The partnership with Zealand Pharma is particularly notable as Verdult expects the amylin analog, a focus of the collaboration, to become a foundational therapy in the treatment of obesity, alongside GLP-1 therapies. The analyst’s positive outlook is further supported by extending revenue and earnings per share (EPS) forecasts to the year 2040, capturing the potential long-term benefits of Roche’s strategic moves.

Verdult projects a compound annual growth rate (CAGR) for Roche’s revenue and EPS from 2025 to 2030 to be 3% and 4%, respectively. This forecast is said to be substantially higher than the consensus estimates for the period after 2030, suggesting a more optimistic view of Roche’s financial performance in the long run. The comprehensive analysis by BNP Paribas Exane positions Roche as a company with promising prospects, as reflected in the Outperform rating and the CHF300.00 price target. For deeper insights into Roche’s valuation and growth potential, including 8 additional ProTips and comprehensive financial analysis, visit InvestingPro.
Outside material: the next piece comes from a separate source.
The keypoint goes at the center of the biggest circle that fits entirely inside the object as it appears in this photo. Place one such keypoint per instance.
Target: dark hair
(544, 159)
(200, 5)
In other recent news, Roche’s Phase III MUSETTE trial for a higher dose of Ocrevus in relapsing multiple sclerosis did not meet its primary endpoint, reaffirming the efficacy of the current 600 mg dose. Despite this, the higher dose was well tolerated, supporting the continued use of the existing treatment. Meanwhile, UBS upgraded Roche’s stock rating to Buy, raising the price target to CHF 338.00, citing the strong performance of drugs like Vabysmo and Ocrevus as key growth drivers. UBS also noted the potential benefits from Xolair for food allergies and Elevidys outside the U.S. as contributing factors to the positive outlook.

Additionally, Genentech, part of the Roche Group, received FDA approval for Susvimo for diabetic macular edema treatment, offering a less frequent alternative to current therapies. This approval follows positive results from the Phase III Pagoda study, which demonstrated sustained vision improvements. Deutsche Bank (ETR:DBKGn) raised Roche’s price target to CHF 265.00 while maintaining a Sell rating, noting the company’s solid performance but highlighting future challenges due to patent expirations.

Deutsche Bank also pointed out potential risks to Roche’s earnings from upcoming data on AstraZeneca (NASDAQ:AZN)’s Enhertu, which could affect market share. The competitive landscape for Roche includes pressures from products like Hemlibra and Vabysmo, requiring close monitoring by investors. These developments reflect ongoing strategic shifts and challenges within Roche’s portfolio.